Without him, they'd be lost. Permanently dead, too, but entirely rudderless for however long they're able to survive, since Nandor, Laszlo and Nadja's collective inability to interface with the modern world is a running joke. (Colin, being an energy vampire, thrives in our disaffected age.)

Take all that haplessness, strap it with power and responsibility, and you have the makings of a darkly comic season.

Within the first two episodes the gang is introduced to the secret basement headquarters of all vampires in the local New York area, a place that includes powerful artifacts and historic documents enshrined in a massive magical library.

Nandor immediately uses his new position to purloin a magical cloak to help him hit on the front desk clerk at his gym. Laszlo settles into the library's massive collection of pornography, diving into titles such as "The Knobnomicon," "Egypt's Longest Penises" and "Roy Cohn, Esquire's 169 Sex Positions." ("Bet you didn't know that existed!" he gloats.)

They achieve absolutely nothing to benefit anyone besides themselves, aside from Nandor and Nadja's entering into a tenuous power sharing agreement that each of them plans to break to achieve their own glory. "The plan is that I, Nandor the Relentless," he declares, "will sit on my throne and make a number two!"

Through this discombobulated coven the "What We Do in the Shadows" writers build a case that the reasons government isn't working are quite simple.

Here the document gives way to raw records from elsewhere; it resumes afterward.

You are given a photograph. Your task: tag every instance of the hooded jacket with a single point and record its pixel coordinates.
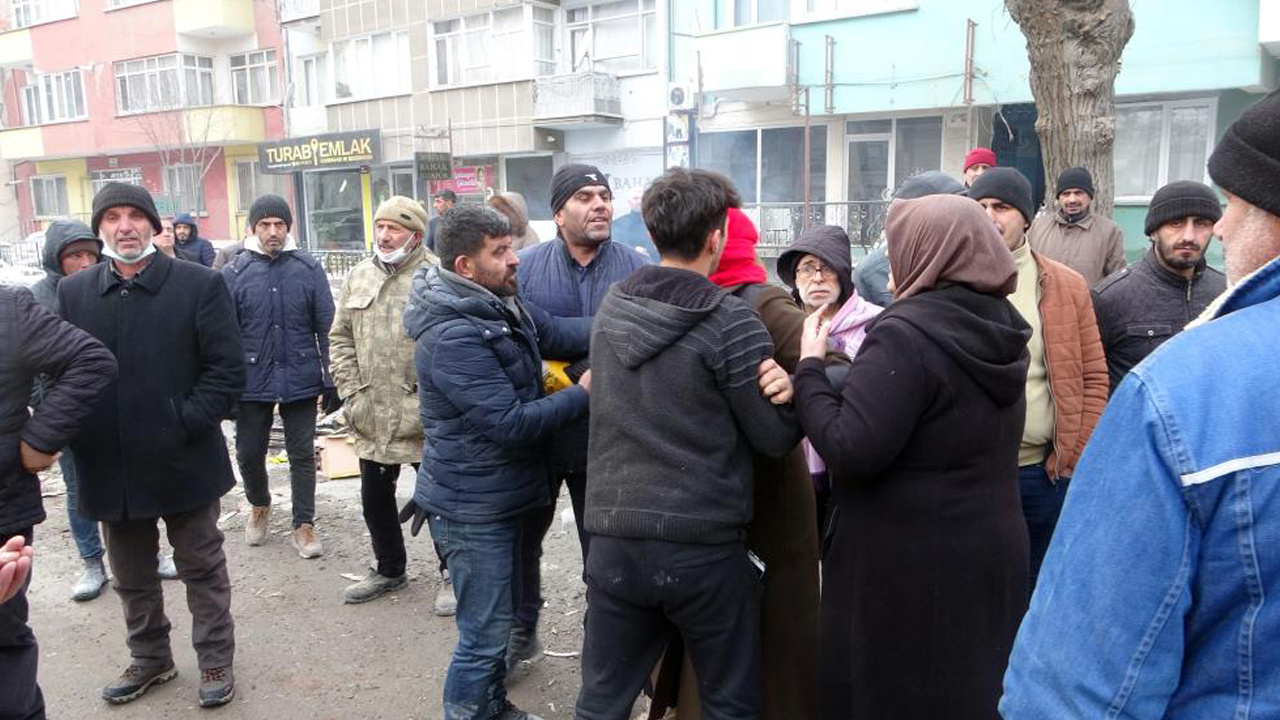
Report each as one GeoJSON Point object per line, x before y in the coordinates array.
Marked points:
{"type": "Point", "coordinates": [480, 384]}
{"type": "Point", "coordinates": [195, 247]}
{"type": "Point", "coordinates": [58, 236]}
{"type": "Point", "coordinates": [676, 410]}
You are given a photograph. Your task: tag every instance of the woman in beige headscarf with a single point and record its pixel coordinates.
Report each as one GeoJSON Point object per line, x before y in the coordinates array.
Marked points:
{"type": "Point", "coordinates": [924, 572]}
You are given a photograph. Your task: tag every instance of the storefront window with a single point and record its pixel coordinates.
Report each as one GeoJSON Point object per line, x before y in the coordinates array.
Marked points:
{"type": "Point", "coordinates": [334, 210]}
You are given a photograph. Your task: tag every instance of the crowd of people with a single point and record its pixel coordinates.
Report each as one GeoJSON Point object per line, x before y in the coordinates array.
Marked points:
{"type": "Point", "coordinates": [991, 470]}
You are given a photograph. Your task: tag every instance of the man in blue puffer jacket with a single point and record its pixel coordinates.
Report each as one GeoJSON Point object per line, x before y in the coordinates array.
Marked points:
{"type": "Point", "coordinates": [484, 469]}
{"type": "Point", "coordinates": [284, 308]}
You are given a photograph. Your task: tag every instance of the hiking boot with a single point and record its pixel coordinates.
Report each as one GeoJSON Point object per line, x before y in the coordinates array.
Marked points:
{"type": "Point", "coordinates": [446, 602]}
{"type": "Point", "coordinates": [521, 645]}
{"type": "Point", "coordinates": [306, 542]}
{"type": "Point", "coordinates": [255, 529]}
{"type": "Point", "coordinates": [216, 686]}
{"type": "Point", "coordinates": [91, 582]}
{"type": "Point", "coordinates": [512, 712]}
{"type": "Point", "coordinates": [165, 568]}
{"type": "Point", "coordinates": [373, 587]}
{"type": "Point", "coordinates": [135, 682]}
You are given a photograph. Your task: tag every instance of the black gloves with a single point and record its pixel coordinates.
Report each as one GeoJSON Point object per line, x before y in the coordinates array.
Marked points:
{"type": "Point", "coordinates": [329, 401]}
{"type": "Point", "coordinates": [419, 515]}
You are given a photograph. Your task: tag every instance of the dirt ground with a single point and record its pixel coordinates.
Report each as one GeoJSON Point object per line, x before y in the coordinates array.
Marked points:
{"type": "Point", "coordinates": [301, 652]}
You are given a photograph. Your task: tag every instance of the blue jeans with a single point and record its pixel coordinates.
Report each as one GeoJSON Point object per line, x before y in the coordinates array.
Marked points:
{"type": "Point", "coordinates": [1042, 502]}
{"type": "Point", "coordinates": [484, 564]}
{"type": "Point", "coordinates": [88, 542]}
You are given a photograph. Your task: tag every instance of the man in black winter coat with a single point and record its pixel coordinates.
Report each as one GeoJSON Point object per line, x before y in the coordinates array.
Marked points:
{"type": "Point", "coordinates": [32, 341]}
{"type": "Point", "coordinates": [152, 446]}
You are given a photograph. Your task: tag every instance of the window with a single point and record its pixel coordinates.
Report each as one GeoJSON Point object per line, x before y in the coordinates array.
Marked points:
{"type": "Point", "coordinates": [767, 165]}
{"type": "Point", "coordinates": [620, 36]}
{"type": "Point", "coordinates": [163, 83]}
{"type": "Point", "coordinates": [26, 13]}
{"type": "Point", "coordinates": [54, 98]}
{"type": "Point", "coordinates": [882, 154]}
{"type": "Point", "coordinates": [254, 78]}
{"type": "Point", "coordinates": [131, 176]}
{"type": "Point", "coordinates": [183, 186]}
{"type": "Point", "coordinates": [374, 65]}
{"type": "Point", "coordinates": [1161, 142]}
{"type": "Point", "coordinates": [49, 196]}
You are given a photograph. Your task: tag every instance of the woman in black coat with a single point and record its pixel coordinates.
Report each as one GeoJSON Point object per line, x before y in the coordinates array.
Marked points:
{"type": "Point", "coordinates": [924, 574]}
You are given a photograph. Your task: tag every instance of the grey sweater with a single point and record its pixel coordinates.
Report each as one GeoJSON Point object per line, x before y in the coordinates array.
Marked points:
{"type": "Point", "coordinates": [676, 410]}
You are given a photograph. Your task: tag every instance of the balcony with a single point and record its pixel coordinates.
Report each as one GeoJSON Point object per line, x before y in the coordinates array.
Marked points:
{"type": "Point", "coordinates": [220, 19]}
{"type": "Point", "coordinates": [757, 76]}
{"type": "Point", "coordinates": [577, 100]}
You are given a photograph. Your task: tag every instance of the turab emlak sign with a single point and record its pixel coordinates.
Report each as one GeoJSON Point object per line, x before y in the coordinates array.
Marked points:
{"type": "Point", "coordinates": [320, 151]}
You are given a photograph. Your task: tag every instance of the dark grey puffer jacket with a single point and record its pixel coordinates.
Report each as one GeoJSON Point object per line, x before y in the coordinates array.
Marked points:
{"type": "Point", "coordinates": [676, 410]}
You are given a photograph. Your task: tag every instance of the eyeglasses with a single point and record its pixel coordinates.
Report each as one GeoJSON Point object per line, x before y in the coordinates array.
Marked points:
{"type": "Point", "coordinates": [809, 272]}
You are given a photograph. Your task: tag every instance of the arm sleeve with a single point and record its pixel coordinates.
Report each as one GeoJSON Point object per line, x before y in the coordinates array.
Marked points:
{"type": "Point", "coordinates": [862, 429]}
{"type": "Point", "coordinates": [1105, 638]}
{"type": "Point", "coordinates": [77, 365]}
{"type": "Point", "coordinates": [469, 374]}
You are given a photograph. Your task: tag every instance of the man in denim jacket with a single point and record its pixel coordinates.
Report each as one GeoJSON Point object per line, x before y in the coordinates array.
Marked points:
{"type": "Point", "coordinates": [1156, 595]}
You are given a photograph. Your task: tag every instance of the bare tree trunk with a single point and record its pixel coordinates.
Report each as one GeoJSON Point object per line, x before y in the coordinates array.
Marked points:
{"type": "Point", "coordinates": [1074, 48]}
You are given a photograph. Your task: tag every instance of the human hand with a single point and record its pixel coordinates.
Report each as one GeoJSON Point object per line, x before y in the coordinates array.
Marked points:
{"type": "Point", "coordinates": [775, 382]}
{"type": "Point", "coordinates": [813, 342]}
{"type": "Point", "coordinates": [33, 460]}
{"type": "Point", "coordinates": [14, 566]}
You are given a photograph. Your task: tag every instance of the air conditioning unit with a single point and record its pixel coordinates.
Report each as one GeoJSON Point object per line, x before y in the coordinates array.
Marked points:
{"type": "Point", "coordinates": [681, 98]}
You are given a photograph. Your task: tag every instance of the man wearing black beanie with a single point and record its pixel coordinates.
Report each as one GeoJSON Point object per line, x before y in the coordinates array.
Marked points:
{"type": "Point", "coordinates": [1074, 235]}
{"type": "Point", "coordinates": [1152, 300]}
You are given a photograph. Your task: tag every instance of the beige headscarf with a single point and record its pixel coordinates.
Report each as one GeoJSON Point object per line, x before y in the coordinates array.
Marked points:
{"type": "Point", "coordinates": [944, 240]}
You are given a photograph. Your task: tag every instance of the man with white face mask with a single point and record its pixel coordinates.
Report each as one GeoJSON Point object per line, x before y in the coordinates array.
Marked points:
{"type": "Point", "coordinates": [371, 360]}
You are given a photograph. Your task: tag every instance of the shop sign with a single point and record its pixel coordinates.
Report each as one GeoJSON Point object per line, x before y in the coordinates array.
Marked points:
{"type": "Point", "coordinates": [320, 151]}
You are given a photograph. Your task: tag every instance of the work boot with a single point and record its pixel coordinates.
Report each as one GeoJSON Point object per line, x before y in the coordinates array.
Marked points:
{"type": "Point", "coordinates": [256, 527]}
{"type": "Point", "coordinates": [165, 568]}
{"type": "Point", "coordinates": [135, 682]}
{"type": "Point", "coordinates": [91, 582]}
{"type": "Point", "coordinates": [512, 712]}
{"type": "Point", "coordinates": [306, 542]}
{"type": "Point", "coordinates": [446, 602]}
{"type": "Point", "coordinates": [373, 587]}
{"type": "Point", "coordinates": [521, 645]}
{"type": "Point", "coordinates": [216, 686]}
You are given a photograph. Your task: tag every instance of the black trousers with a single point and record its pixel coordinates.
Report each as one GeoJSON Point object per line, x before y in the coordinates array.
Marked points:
{"type": "Point", "coordinates": [19, 695]}
{"type": "Point", "coordinates": [636, 589]}
{"type": "Point", "coordinates": [382, 516]}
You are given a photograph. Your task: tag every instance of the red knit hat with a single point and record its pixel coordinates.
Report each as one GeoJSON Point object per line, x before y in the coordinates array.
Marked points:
{"type": "Point", "coordinates": [979, 155]}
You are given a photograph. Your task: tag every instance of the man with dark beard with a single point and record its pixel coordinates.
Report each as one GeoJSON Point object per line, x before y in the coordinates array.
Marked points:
{"type": "Point", "coordinates": [1152, 300]}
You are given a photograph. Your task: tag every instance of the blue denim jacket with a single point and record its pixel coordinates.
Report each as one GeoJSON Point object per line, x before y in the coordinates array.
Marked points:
{"type": "Point", "coordinates": [1160, 595]}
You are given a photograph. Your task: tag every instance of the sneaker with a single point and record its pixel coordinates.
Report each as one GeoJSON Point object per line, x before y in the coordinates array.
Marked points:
{"type": "Point", "coordinates": [216, 686]}
{"type": "Point", "coordinates": [135, 682]}
{"type": "Point", "coordinates": [373, 587]}
{"type": "Point", "coordinates": [91, 582]}
{"type": "Point", "coordinates": [521, 645]}
{"type": "Point", "coordinates": [306, 542]}
{"type": "Point", "coordinates": [446, 602]}
{"type": "Point", "coordinates": [512, 712]}
{"type": "Point", "coordinates": [255, 531]}
{"type": "Point", "coordinates": [165, 568]}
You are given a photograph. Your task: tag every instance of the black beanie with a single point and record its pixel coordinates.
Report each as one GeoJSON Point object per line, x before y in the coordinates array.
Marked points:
{"type": "Point", "coordinates": [270, 206]}
{"type": "Point", "coordinates": [570, 178]}
{"type": "Point", "coordinates": [1247, 159]}
{"type": "Point", "coordinates": [115, 194]}
{"type": "Point", "coordinates": [1006, 185]}
{"type": "Point", "coordinates": [1180, 199]}
{"type": "Point", "coordinates": [1079, 178]}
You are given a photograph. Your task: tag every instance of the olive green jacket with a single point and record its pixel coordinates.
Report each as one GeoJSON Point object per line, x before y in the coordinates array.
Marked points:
{"type": "Point", "coordinates": [371, 359]}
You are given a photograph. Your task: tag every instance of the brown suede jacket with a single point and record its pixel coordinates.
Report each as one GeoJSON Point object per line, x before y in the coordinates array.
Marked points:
{"type": "Point", "coordinates": [1077, 365]}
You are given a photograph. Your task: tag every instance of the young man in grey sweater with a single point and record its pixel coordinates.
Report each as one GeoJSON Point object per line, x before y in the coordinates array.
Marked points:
{"type": "Point", "coordinates": [686, 388]}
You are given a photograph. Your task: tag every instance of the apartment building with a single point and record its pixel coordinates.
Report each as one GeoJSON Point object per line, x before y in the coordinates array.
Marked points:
{"type": "Point", "coordinates": [174, 95]}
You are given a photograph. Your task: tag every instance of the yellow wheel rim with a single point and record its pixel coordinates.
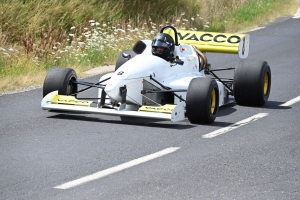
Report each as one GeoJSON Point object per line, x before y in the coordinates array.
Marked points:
{"type": "Point", "coordinates": [266, 83]}
{"type": "Point", "coordinates": [213, 101]}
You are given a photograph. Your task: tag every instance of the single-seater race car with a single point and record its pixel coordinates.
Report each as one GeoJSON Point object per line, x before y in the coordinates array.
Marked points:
{"type": "Point", "coordinates": [146, 86]}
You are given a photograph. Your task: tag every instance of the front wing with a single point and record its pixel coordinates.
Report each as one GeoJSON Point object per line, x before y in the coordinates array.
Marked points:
{"type": "Point", "coordinates": [71, 104]}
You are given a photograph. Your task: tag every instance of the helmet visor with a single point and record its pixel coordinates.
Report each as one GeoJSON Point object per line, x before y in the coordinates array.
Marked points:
{"type": "Point", "coordinates": [159, 43]}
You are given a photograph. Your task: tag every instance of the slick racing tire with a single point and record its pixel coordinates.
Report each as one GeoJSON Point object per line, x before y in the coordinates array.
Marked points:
{"type": "Point", "coordinates": [202, 101]}
{"type": "Point", "coordinates": [60, 78]}
{"type": "Point", "coordinates": [252, 83]}
{"type": "Point", "coordinates": [124, 57]}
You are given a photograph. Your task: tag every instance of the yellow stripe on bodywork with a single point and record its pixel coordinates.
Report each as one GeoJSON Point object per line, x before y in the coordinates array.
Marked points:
{"type": "Point", "coordinates": [168, 108]}
{"type": "Point", "coordinates": [70, 100]}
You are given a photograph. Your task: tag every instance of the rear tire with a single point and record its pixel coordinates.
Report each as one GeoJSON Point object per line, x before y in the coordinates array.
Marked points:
{"type": "Point", "coordinates": [60, 78]}
{"type": "Point", "coordinates": [121, 59]}
{"type": "Point", "coordinates": [252, 83]}
{"type": "Point", "coordinates": [202, 101]}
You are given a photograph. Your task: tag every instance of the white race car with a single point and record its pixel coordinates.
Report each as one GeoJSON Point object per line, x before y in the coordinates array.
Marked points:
{"type": "Point", "coordinates": [147, 86]}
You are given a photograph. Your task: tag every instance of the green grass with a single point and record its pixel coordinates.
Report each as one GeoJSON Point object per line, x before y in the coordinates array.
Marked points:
{"type": "Point", "coordinates": [38, 34]}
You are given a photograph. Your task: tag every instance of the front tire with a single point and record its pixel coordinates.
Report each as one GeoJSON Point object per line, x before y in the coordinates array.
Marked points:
{"type": "Point", "coordinates": [202, 101]}
{"type": "Point", "coordinates": [61, 79]}
{"type": "Point", "coordinates": [252, 83]}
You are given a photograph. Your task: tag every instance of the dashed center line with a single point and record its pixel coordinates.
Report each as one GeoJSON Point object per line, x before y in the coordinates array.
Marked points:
{"type": "Point", "coordinates": [235, 126]}
{"type": "Point", "coordinates": [115, 169]}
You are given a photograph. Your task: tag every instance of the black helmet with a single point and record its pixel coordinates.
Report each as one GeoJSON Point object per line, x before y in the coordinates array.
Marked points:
{"type": "Point", "coordinates": [166, 42]}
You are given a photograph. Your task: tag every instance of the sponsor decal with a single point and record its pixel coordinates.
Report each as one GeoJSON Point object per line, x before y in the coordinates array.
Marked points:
{"type": "Point", "coordinates": [70, 100]}
{"type": "Point", "coordinates": [208, 37]}
{"type": "Point", "coordinates": [168, 108]}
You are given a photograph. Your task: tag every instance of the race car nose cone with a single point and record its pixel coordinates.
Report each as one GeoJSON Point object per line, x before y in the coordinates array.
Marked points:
{"type": "Point", "coordinates": [112, 89]}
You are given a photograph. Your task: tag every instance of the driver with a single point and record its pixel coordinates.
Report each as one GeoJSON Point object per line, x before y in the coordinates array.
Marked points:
{"type": "Point", "coordinates": [163, 46]}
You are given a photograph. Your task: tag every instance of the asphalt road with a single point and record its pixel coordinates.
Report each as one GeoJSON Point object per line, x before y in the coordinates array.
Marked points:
{"type": "Point", "coordinates": [41, 150]}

It may be because the people who have the duty of rule thrust upon them often have no clue of what to do with it – or, because the people trusted with the power enforce the law are too timid to do so.

Then again, nobody wants the opposite of that either, as demonstrated in Nadja's excitement to, in her words, "escalate matters to crazy levels."

She makes this announcement when she joins Nandor on a visit to an upstart Brooklyn flock that's refusing to pay its membership dues. It's their first official act of leadership, and the first time their leadership is questioned, since the young vampires refuse to acknowledge their authority or listen to anything they have to say. "You really do not seem qualified to be running s**t!" their smug leader crows, quickly following that by announcing he has a master's degree in urban planning.

So instead of employing reason, Nadja gets them to comply by using brute force, correcting the kid in a way angry liberals wish their senators would treat the filibuster.

No one can be faulted for wanting to slump into bed for all eternity at the realization of what a mess we're in, along with the sobering fact that our avenues to fight back are limited. The people tasked to write laws to counteract these injustices are still committed to being fair and polite, believing or claiming to believe that they can appeal to the opposition's better nature, which simply doesn't exist.

It's natural to seek out the salve "What We Do in the Shadows" offers after a series of punishing reminders of how monstrous and diabolical politicians can be to the people they're supposed to represent. In its realm, fecklessness is bliss. It informs the vampires' bumbling through a political landscape where the only entity taking any real damage is pride.

More than anything, it thrills in serving up wisdom wrapped in jokes from the likes of Nandor, a centuries-old vampire who believes in leading from the darkness with Nadja at his side: "There's nothing wrong with a firm number two."

The first two episodes of "What We Do in the Shadows" Season 3 are streaming on Hulu. New episodes premiere Wednesdays at 10 p.m. on FX and stream the next day on FX on Hulu.